Bunuel wrote

**Quote:**

Last week Jack worked 70 hours and earned $ 1,260. If he earned his regular hourly wage for the first 40 hours worked, 3/2 times his regular hourly wage for the next 20 hours worked, and 2 times his regular hourly wage for the remaining 10 hours worked, what was his regular hourly wage?

A. $ 7.00

B. $ 14.00

C. $ 18.00

D. $ 22.00

E. $ 31.50

Saumya2403 wrote:

Hi, Can somebody solve this question backward by considering answer choices.

Saumya2403 : Sure.

Start with C. Answer choices' numbers are in ascending order, we'll get a benchmark, and C is a round number. Answer C says

regular wage is $ 18.00

per hourIf $ 18.00 is Jack's regular wage per hour:

1. For first block of 40 hours he earns the regular wage:

$18/hour * 40 hrs = $720

2. For the second block of 20 hours he earns "3/2 times his regular hourly wage":

\(\frac{3}{2}\) * $18 = $27 per hour for the second block of 20 hours

$27/hour * 20 hrs = $540

3. For the final block of 10 hours he earns two times his regular hourly wage:

2 * $18 = $36 per hour for the final block of 10 hours

$36/hour * 10 hrs = $360

4. Add the totals for each time block to get total amount of money earned, which prompt says is $1,260.

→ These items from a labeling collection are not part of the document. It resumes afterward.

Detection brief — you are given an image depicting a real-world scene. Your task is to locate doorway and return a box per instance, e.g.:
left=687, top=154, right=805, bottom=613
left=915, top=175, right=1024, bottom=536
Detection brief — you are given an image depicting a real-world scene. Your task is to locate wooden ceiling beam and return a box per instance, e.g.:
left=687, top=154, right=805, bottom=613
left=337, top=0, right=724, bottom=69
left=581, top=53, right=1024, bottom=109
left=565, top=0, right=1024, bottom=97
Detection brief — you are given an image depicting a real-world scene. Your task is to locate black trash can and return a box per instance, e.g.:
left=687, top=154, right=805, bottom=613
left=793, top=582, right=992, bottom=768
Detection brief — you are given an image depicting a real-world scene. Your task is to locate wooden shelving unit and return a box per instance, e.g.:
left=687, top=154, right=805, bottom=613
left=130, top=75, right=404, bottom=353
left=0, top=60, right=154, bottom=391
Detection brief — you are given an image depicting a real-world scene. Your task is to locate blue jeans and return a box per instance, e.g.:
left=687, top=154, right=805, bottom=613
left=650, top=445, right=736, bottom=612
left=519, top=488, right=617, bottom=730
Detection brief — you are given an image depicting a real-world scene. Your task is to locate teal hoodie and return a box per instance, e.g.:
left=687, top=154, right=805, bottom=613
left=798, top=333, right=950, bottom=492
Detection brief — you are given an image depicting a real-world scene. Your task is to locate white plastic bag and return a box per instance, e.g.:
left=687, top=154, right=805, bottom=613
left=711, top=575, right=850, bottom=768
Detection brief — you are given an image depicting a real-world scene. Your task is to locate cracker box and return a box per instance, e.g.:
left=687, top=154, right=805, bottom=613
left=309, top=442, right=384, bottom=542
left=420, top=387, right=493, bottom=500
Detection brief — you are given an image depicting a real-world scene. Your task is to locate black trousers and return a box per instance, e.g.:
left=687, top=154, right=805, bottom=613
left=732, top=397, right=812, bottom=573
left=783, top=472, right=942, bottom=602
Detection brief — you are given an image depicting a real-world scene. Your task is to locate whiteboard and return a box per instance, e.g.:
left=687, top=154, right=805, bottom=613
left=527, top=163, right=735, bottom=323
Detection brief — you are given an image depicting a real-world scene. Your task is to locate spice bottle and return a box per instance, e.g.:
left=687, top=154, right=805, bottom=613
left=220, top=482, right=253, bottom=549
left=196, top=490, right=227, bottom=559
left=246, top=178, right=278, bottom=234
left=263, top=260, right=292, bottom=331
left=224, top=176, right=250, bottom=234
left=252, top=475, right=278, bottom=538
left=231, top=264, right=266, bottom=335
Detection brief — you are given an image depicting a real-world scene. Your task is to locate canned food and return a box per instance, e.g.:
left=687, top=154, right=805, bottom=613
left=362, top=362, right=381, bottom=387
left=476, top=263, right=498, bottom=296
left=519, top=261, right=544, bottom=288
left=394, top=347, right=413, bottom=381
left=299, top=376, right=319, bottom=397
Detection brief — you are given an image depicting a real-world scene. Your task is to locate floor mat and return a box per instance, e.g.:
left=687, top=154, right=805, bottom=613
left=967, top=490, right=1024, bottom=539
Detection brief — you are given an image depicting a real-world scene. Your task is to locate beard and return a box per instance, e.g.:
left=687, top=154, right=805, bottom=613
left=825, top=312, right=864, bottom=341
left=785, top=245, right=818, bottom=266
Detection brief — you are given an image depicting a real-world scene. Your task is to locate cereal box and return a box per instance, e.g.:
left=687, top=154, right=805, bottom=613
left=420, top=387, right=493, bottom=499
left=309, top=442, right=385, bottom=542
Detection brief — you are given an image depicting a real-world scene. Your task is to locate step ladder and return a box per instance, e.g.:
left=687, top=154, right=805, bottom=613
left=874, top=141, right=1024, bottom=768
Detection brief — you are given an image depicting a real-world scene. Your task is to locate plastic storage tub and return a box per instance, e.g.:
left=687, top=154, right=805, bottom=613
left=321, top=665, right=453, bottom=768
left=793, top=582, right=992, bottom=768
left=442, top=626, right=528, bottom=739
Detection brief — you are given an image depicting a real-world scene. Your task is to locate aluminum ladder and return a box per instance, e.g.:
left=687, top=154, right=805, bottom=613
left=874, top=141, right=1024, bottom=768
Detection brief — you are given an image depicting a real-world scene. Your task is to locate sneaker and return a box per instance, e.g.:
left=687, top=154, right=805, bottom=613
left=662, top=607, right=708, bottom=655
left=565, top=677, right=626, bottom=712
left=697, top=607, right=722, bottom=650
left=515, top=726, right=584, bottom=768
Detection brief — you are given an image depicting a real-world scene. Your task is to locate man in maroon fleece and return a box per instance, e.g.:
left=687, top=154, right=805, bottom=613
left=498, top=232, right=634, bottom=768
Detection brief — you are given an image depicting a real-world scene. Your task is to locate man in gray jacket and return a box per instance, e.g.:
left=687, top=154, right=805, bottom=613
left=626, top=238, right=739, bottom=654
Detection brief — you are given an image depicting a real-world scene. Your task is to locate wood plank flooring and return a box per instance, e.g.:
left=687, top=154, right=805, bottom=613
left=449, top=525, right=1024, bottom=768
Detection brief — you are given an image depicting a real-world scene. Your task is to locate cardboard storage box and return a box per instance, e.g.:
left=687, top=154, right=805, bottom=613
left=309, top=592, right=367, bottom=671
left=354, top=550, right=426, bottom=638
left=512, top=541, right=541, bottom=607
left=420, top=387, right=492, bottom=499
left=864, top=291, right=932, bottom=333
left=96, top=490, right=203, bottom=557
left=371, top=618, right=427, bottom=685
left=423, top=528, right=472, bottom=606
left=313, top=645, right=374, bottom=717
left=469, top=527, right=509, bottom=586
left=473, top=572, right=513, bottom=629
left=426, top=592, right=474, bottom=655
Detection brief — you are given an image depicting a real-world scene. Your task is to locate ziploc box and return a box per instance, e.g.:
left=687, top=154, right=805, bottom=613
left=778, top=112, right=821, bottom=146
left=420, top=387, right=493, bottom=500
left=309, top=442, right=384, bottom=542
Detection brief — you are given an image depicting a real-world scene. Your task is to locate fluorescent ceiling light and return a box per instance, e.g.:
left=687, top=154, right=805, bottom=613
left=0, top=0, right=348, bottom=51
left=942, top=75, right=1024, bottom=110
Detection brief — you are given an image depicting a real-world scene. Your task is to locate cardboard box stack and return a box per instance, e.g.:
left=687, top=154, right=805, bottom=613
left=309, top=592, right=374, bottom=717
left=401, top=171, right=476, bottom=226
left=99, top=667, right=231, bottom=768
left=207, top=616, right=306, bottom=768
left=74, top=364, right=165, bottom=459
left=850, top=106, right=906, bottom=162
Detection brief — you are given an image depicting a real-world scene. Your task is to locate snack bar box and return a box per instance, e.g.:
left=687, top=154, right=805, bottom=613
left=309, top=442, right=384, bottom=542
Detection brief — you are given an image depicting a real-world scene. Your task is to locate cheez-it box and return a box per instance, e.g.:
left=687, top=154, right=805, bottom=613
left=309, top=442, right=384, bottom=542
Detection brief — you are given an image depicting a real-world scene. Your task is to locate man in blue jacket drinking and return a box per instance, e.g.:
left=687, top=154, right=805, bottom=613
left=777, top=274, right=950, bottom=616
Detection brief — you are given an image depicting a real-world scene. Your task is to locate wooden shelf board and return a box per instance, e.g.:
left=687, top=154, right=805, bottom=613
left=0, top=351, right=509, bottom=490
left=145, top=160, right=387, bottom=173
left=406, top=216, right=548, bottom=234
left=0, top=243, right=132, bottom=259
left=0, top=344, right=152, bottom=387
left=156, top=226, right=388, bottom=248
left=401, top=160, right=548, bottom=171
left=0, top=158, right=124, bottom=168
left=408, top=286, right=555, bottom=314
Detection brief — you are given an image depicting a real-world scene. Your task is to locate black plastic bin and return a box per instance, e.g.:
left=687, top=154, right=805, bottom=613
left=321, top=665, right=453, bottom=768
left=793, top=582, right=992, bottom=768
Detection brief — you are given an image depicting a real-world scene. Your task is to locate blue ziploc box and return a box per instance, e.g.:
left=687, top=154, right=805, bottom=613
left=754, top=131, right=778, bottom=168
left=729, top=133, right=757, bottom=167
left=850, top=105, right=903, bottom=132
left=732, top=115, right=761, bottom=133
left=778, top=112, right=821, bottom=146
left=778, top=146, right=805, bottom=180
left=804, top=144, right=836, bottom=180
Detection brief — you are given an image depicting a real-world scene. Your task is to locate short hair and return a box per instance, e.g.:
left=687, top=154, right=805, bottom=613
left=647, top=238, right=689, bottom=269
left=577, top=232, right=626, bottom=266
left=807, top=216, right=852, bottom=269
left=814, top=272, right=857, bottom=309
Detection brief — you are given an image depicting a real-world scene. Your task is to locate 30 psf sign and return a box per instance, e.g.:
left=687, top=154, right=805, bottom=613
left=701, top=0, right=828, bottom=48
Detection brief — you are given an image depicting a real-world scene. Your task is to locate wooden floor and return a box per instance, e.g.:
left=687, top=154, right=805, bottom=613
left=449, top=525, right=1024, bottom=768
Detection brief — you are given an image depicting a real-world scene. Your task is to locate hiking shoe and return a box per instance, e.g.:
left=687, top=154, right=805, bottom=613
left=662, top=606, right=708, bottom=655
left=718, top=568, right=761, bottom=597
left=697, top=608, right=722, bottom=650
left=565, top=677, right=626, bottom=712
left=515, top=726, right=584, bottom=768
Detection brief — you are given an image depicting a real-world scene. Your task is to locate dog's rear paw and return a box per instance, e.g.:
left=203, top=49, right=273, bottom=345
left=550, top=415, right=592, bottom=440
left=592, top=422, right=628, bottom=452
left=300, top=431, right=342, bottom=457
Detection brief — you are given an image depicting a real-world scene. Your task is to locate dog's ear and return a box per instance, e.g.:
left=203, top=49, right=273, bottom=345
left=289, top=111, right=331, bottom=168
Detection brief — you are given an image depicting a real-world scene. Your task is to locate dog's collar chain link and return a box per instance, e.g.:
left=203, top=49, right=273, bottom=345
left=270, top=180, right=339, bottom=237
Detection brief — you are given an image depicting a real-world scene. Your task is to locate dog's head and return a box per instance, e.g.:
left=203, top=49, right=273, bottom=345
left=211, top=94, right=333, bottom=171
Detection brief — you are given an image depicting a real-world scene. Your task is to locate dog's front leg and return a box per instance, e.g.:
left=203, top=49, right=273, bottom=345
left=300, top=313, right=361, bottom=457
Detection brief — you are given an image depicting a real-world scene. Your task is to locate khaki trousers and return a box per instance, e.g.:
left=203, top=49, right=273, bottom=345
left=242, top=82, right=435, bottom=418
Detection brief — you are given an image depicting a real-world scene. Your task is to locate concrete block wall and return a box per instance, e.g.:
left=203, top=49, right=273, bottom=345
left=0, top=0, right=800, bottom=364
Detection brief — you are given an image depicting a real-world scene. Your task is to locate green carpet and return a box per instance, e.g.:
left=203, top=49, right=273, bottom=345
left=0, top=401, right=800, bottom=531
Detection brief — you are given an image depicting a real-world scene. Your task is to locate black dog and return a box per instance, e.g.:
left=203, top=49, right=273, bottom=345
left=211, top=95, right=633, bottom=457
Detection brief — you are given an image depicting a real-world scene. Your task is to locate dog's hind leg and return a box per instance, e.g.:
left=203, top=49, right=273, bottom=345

$720 + $540 + $360 = $1,620. Not a match.

So $18.00 an hour as regular hourly wage is too high. Because D and E are even higher, eliminate C, D, and E

Answer A would be a drastic decrease per hour. Try B = $14.00 an hour for regular wage

1. First 40 hours at regular wage:

$14/hr * 40 hrs = $560

2. Second block of 20 hours at \(\frac{3}{2}\) times regular wage:

\(\frac{3}{2}\) * $14 = $21/hr

($21/hr * 20 hrs) = $420

3. Final block of 10 hours at 2 times regular wage:

$14 * 2 = $28/hr

($28/hr * 10 hrs) = $280

Add the money totals for the three blocks of time: $560 + 420 + $280 = $1,260. Correct.

Answer B

Does that help?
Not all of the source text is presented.